Indian plant may be an effective ulcer treatment
A research team at the Central Food Technological Research Institute, in Mysore, India, has demonstrated the effectiveness of a novel multi-step ulcer preventive activity. The treatment uses a novel phenol-bound pectic polysaccharide from Decalepis hamiltonii, a plant species found in abundance in India, to treat multiple complications encountered during ulcers. The researchers concluded that a bioactive polysaccharide from swallow root, exhibited multi-potent free radical scavenging antioxidant and gastric mucosal protective activities. Swallow root has been shown to be non-toxic, as opposed to other known anti-ulcer drugs.
Diabetes affecting Indians in abnormal numbers
The silent killer disease “diabetes” is getting menacing day by day. Due to stressful lifestyle and changing food habits, 240 million people worldwide are living with diabetes. Nearly 40.9 million of these individuals are Indians and the number is expected to grow to 380 million by next 20 years. Alarmingly, Type 1 diabetes is growing at an increasing rate among pre-school children, which can interfere with the normal developmental tasks, even for a child, which includes succeeding in school and his transition to adulthood.

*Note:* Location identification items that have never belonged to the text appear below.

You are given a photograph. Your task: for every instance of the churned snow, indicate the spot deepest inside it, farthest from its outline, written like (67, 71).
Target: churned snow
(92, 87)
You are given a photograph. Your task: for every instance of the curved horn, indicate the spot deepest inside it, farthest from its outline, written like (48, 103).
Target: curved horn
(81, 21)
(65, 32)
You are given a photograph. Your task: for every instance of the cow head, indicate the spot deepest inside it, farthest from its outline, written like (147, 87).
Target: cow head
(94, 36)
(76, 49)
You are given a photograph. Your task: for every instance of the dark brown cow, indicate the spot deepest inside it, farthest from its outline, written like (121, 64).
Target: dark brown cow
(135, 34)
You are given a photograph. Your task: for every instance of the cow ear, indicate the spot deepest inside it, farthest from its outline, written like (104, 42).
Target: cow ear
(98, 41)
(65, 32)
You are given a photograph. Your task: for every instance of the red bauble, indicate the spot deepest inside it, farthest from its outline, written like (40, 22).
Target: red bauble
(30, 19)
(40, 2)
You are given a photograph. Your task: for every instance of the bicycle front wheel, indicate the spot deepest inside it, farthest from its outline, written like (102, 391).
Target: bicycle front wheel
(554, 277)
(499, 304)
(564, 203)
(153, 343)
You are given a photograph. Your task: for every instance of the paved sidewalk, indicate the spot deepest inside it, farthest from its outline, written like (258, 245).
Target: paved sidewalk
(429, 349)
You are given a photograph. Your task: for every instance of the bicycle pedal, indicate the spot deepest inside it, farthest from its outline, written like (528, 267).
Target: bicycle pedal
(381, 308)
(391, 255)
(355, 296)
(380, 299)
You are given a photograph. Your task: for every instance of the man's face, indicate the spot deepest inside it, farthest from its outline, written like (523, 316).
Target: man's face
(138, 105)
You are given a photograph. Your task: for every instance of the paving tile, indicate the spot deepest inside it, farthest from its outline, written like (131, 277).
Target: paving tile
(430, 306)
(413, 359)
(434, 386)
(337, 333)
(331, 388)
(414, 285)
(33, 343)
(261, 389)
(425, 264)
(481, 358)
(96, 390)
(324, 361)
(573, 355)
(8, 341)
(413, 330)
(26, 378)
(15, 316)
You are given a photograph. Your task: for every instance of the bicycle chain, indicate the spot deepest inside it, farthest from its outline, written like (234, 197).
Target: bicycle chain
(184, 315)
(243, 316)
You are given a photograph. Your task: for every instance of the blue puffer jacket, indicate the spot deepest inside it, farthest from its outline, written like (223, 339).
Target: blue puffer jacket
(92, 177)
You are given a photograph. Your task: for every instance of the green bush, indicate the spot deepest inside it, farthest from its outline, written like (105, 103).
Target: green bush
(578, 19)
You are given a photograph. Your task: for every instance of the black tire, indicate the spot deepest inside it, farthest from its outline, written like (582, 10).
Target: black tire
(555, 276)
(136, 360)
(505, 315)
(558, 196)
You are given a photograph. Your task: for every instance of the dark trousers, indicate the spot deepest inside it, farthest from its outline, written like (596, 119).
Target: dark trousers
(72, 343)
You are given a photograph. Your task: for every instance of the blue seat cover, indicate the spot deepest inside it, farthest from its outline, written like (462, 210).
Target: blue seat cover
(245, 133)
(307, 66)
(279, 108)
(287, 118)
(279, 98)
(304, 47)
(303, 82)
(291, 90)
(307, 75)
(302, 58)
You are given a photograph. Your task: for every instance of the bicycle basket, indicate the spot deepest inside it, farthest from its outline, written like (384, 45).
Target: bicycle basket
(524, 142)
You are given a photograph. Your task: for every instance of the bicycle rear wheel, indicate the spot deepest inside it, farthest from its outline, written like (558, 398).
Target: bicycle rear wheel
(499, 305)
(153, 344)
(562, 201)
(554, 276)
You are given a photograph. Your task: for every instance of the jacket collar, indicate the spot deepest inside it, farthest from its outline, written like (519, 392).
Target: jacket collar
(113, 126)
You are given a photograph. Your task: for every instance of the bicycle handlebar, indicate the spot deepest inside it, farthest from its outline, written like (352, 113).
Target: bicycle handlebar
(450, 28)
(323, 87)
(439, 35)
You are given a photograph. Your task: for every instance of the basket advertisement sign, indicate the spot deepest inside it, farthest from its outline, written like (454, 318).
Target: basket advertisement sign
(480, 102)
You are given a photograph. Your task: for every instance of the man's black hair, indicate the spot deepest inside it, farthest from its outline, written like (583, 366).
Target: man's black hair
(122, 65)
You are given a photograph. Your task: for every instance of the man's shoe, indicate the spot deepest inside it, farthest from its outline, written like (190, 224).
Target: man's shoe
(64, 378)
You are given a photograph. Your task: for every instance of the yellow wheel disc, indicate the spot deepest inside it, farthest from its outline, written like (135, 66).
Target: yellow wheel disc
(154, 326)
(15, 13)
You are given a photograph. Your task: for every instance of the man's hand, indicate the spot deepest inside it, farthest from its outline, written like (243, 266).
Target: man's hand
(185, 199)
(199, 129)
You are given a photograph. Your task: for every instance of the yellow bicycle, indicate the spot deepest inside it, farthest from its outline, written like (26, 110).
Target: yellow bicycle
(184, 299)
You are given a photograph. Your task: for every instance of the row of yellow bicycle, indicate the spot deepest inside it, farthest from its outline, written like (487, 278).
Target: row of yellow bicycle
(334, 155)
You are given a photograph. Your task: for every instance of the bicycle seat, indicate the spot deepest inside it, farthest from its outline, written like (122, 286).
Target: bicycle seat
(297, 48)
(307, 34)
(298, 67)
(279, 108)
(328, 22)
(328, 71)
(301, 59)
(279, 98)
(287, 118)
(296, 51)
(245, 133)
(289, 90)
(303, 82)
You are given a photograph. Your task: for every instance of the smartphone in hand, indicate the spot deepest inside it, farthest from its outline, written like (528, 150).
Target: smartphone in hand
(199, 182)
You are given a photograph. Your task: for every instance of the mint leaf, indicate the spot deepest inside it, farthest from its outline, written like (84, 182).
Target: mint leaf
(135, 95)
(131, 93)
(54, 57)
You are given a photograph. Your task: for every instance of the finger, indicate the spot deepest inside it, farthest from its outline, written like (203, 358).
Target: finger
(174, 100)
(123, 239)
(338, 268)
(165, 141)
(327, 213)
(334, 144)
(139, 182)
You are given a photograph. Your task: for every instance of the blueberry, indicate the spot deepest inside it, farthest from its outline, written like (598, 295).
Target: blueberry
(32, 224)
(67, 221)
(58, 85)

Yoga and the brain’s reaction to pain
A new study has revealed that the Indian form of meditation, Vipassana, may reduce the brain’s reaction to pain and increase tolerance, which helps in leading a life without stress. The study by assistant professor of medicine at the University of Pittsburgh, Natalia Morone, tracked the effect of Vipassana or mindfulness meditation on chronic lower back pain in people above 65 years old. The trial found that several of those who participated in an eight-week mindfulness meditation program had significantly greater pain acceptance and physical function. Increasingly, doctors in the US are recommending meditation for pain treatment, and some of the nation’s top hospitals, including Stanford, Duke, and NYU Medical Center, now offer meditation programs to patients suffering from pain.
Pan, the after dinner delight can be deadly
Betel leaves and India are almost synonymous, but it can be fatal for the health! Betel leaves or pan, as it is known, can be carcinogenic and terrible for the teeth. At the same time, it can harbor the potentially fatal salmonella bacteria, which can cause typhoid, abdominal pain, diarrhea, nausea, and even vomiting.
According to the World Health Organization (WHO), salmonella is a genus of bacteria that are a major cause of food-borne illness throughout the world and spread through contaminated food and water. Recently, a study by researchers at the National Salmonella Centre at the Indian Veterinary Research Institute in Uttar Pradesh, found salmonella bacteria in betel leaves. It is found in pan, as the shopkeepers keep the betel leaves soaked for long hours in water that may be infected. The bacterium commonly causes typhoid and urgent medical assistance must be provided to the patient; otherwise it may lead to gastrointestinal bleeding and multiple organ failure that can prove fatal.